The bad engineering part is writing your own replacement for something that already exists. As other commenters here have noted, there were already two separate implementations of JSONata in Go. Why spend $400 to have Claude rewrite something when you can just use an already existing, already supported library?
This makes me wonder, for reimplementation projects like this that aren't lucky enough to have super-extensive test suites, how good are LLM's at taking existing code bases and writing tests for every single piece of logic, every code path? So that you can then do a "cleanish-room" reimplementation in a different language (or even same language) using these tests?
Obviously the easy part is getting the LLM's to write lots of tests, which is then trivial to iterate until they all pass on the original code. The hard parts are how to verify that the tests cover all possible code paths and edge cases, and how to reliably trigger certain internal code paths.
I've been successful at using Claude Code this way:
1. get it to generate code for complex data structures in a separate library project
2. use the code inside a complex existing project (no LLM here)

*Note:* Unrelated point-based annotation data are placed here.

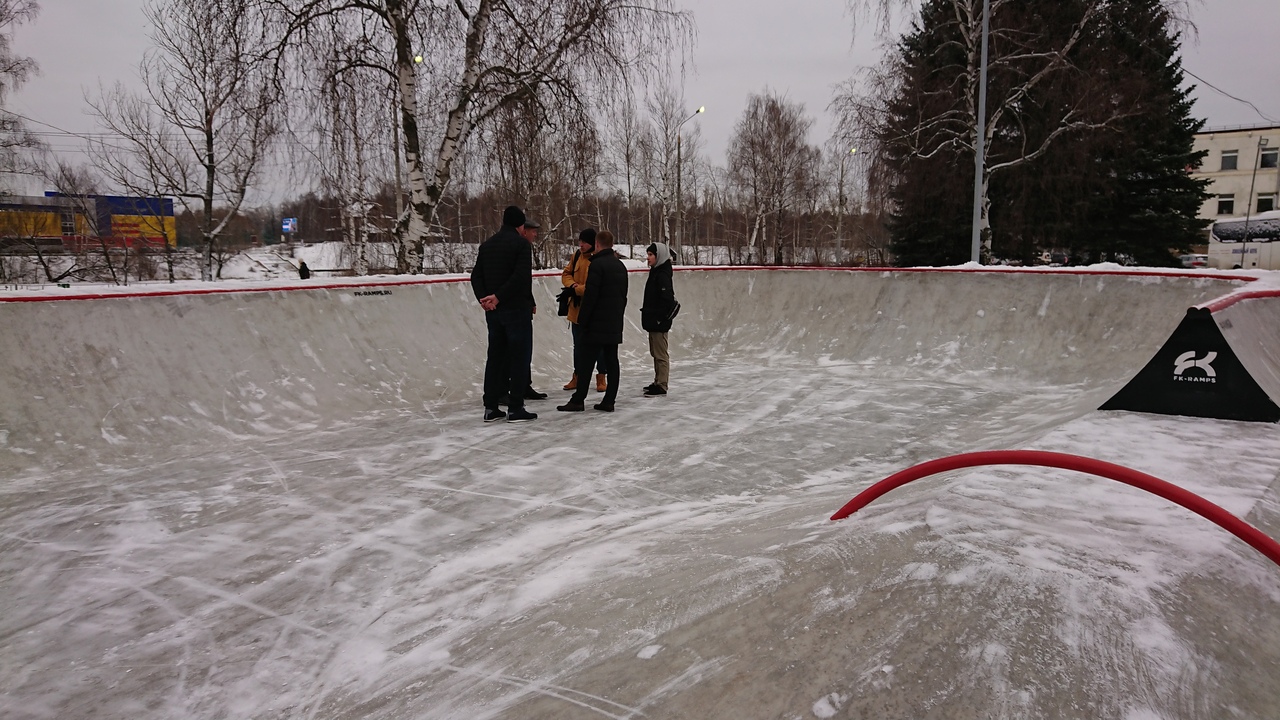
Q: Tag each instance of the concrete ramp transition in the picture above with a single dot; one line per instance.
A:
(280, 501)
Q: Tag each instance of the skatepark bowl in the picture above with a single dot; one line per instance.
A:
(280, 501)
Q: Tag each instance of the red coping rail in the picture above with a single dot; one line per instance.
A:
(1196, 504)
(1226, 301)
(551, 272)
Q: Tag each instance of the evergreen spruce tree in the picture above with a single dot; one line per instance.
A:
(1144, 203)
(1115, 186)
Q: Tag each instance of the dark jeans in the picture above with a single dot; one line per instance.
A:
(599, 359)
(585, 355)
(511, 351)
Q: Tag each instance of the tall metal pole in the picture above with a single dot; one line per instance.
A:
(840, 217)
(680, 197)
(1248, 203)
(979, 139)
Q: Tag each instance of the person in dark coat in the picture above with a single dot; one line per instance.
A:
(599, 323)
(657, 314)
(503, 283)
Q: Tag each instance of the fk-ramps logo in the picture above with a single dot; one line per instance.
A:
(1188, 360)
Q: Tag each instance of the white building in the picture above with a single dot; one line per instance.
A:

3. then find a bug in the project, with some fuzzy clues as to causes
4. tell CC about the bug and ask it to generate intensive test cases in the direction of the fuzzy clues
5. get the test cases to reproduce the bug and then CC to fix it by itself
6. take the new code back to the full project and see the issue fixed
All this using C++. I've been a pretty intensive developer for ~35 years. I've done this kind of thing by hand a million times, not any more. We really live in the future now.
Your physical form is destructively read into data, sent via radio signal, and reconstructed on the other end. Is it still you? Did you teleport, or did you die in the fancy paper shredder/fax machine?
If vibe code is never fully reviewed and edited, then it's not "alive" and effectively zombie code?
The $500K/year wasn't from JSONata being expensive. It was from an architecture that serialized, sent over the network, and deserialized for every expression evaluation. An engineer documenting that flow for any reason — AI rewrite or not — would likely have spotted the problem.